07 September 2023

Estate: Reeves & Middleton v. McEldowney

 

An extra $900,000 awarded New Plymouth’s Brian and Shirley McEldowney as a testamentary promises claim on top of their existing bequest from the $6.1 million estate of friend Dawn Kennedy was overturned by the High Court as being plainly excessive, cutting their inheritance by two-thirds.

Widowed and with no immediate family, Dawn Kennedy died in 2020.  In her will she left gifts of $100,000 each to Mr & Mrs McEldowney (to be adjusted by the rate of inflation from date of her 2013 will) to mark the care and assistance they had provided in her later years.  The bulk of her estate goes to an education trust to fund students studying engineering.

The McEldowneys challenged her will with claims under the Law Reform (Testamentary Promises) Act.  After a Family Court hearing, Mr McEldowney was awarded net sale proceeds of Dawn Kennedy’s Tukapa Street property ($574,250) on the basis that he had been promised the property on her death.  The Family Court also awarded further cash to each: Mr McEldowney ($300,000) and Mrs McEldowney ($600,000), as reward for services provided Mrs Kennedy in the decade before her death.

Evidence was given of Mrs McEldowney first becoming acquainted with Mrs Kennedy as a Presbyterian Support Services nurse caring for Mrs Kennedy’s father.  A friendship developed between the Kennedys and the McEldowneys.  After she was widowed, Mrs Kennedy was ‘treated as family’ by the McEldowneys.  This extended to them taking Mrs Kennedy into their home at times when she was ill or recovering from an accident.  Mrs Kennedy was resident of a rest home when she died.

Lawyers acting as executors of her estate challenged these extra payments awarded by the Family Court.

In the High Court, Justice Cooke ruled Mr McEldowney’s claim to $574,250 from sale proceeds of Tukapa Street was adequate compensation for them both, representing generous compensation for the care and support provided Mrs Kennedy.  The two $100,000 bequests already paid are to be deducted from this $574,250. 

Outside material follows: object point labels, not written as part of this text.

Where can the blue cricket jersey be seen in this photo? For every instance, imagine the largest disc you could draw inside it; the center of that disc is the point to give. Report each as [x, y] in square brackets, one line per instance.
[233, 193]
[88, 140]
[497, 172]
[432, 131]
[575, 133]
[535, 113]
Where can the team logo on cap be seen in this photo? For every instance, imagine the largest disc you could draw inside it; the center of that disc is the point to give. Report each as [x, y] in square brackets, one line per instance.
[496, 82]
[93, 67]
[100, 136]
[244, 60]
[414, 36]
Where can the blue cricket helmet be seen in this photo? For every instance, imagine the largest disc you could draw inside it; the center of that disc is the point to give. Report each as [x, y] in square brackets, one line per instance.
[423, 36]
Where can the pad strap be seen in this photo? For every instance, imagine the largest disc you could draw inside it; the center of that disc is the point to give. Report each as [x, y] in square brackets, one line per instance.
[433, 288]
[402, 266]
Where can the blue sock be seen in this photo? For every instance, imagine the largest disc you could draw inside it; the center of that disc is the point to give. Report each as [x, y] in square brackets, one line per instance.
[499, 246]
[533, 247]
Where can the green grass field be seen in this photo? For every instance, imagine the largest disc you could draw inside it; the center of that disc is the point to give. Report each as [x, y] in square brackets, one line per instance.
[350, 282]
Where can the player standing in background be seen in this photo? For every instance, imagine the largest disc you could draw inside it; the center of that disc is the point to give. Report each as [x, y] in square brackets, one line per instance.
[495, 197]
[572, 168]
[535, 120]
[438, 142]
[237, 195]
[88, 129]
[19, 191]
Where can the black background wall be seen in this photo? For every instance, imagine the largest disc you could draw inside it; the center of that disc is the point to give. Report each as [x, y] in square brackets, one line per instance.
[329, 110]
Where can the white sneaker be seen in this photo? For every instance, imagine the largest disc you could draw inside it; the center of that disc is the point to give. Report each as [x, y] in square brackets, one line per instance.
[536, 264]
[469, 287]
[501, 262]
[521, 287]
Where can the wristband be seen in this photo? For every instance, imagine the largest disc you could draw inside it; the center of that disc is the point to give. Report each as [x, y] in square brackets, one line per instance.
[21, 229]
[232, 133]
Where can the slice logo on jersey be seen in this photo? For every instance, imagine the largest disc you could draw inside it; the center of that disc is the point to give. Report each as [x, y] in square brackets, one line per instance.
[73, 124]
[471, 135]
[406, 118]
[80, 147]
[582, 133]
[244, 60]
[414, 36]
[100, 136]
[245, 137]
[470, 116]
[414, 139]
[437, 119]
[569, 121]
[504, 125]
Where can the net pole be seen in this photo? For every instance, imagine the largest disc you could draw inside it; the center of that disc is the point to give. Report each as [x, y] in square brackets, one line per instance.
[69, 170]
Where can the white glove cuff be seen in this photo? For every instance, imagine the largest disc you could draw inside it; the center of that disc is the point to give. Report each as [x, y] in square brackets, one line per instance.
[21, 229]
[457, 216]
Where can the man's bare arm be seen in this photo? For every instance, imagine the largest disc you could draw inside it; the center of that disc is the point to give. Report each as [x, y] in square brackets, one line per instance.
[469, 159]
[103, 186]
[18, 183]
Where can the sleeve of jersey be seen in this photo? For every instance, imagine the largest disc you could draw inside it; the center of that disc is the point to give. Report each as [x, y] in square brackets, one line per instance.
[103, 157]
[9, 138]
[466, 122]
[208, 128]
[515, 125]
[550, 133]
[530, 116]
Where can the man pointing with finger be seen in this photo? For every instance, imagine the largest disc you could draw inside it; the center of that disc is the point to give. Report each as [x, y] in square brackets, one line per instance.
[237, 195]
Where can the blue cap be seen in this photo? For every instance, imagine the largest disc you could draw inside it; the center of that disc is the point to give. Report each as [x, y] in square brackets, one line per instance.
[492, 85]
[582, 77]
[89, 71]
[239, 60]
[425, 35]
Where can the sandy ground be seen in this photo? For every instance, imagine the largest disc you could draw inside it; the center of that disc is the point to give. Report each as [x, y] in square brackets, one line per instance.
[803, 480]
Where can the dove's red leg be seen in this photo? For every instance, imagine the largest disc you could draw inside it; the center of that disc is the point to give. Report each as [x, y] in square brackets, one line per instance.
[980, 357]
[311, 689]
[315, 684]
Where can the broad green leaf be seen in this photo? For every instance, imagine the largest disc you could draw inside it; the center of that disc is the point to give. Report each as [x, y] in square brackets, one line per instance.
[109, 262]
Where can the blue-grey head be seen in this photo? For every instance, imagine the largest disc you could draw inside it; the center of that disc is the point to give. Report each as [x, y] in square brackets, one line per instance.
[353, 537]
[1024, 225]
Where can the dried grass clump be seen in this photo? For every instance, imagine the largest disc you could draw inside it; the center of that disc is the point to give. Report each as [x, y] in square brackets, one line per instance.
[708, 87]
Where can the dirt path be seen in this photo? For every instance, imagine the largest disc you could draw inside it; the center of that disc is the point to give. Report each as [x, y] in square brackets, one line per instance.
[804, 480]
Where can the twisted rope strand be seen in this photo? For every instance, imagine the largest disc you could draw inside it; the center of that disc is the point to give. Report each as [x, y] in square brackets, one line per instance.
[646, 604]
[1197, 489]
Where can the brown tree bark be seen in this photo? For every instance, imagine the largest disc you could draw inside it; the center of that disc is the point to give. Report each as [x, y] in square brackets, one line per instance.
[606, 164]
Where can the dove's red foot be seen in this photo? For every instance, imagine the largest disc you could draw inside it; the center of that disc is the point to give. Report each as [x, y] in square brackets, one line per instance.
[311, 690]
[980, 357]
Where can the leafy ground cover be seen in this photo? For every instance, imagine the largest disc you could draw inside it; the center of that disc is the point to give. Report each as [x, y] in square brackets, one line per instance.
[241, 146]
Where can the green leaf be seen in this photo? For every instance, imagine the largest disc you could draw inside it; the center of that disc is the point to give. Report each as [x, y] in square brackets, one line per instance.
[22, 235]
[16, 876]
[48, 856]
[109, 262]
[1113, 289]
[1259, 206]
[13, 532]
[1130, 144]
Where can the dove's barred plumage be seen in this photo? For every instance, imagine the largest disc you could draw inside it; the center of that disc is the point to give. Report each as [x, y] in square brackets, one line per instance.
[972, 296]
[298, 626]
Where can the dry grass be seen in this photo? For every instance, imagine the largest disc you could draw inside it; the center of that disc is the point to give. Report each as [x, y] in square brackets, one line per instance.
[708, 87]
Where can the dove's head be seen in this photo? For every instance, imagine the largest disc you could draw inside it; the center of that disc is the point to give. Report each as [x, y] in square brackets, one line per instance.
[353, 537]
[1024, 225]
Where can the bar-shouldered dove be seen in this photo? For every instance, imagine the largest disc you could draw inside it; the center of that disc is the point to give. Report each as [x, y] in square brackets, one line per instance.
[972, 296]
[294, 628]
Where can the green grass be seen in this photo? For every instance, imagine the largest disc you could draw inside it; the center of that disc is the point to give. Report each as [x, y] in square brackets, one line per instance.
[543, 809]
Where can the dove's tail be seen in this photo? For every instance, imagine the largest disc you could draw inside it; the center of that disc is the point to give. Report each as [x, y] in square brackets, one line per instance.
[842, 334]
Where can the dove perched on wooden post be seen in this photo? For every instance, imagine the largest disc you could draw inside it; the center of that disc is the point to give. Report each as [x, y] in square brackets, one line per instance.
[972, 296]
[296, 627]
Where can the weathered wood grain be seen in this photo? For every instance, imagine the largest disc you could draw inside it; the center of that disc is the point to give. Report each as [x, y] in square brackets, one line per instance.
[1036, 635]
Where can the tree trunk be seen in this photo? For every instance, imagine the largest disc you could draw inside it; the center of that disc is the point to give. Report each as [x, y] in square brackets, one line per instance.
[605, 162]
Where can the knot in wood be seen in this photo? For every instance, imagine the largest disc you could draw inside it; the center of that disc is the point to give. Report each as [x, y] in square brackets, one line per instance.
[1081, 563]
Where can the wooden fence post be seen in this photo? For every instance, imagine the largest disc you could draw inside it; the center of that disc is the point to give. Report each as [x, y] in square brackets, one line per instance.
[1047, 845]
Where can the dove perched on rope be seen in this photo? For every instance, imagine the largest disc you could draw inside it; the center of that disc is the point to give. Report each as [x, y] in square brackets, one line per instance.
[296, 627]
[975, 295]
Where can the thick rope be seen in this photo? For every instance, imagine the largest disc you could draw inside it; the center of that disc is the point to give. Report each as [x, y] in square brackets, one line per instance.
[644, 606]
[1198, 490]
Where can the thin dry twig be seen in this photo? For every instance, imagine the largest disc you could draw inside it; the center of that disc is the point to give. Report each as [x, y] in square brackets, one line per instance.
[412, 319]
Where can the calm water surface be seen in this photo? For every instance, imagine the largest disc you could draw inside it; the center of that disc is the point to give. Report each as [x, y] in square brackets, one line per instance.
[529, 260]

Prior to the High Court appeal, the McEldowneys stood to receive a total of $1.67 million from Dawn Kennedy’s state.  After the appeal, they get $574,000.

While the McEldowneys assistance to Mrs Kennedy was significant, it did not involve the significant personal sacrifice as seen when a child foregoes employment or other activities to care for a parent.  As a proportion of the overall value of the estate, the extra amount awarded by the Family Court exceeded what would likely be awarded to a child making a testamentary promises claim against the estate of a parent, Justice Cooke said.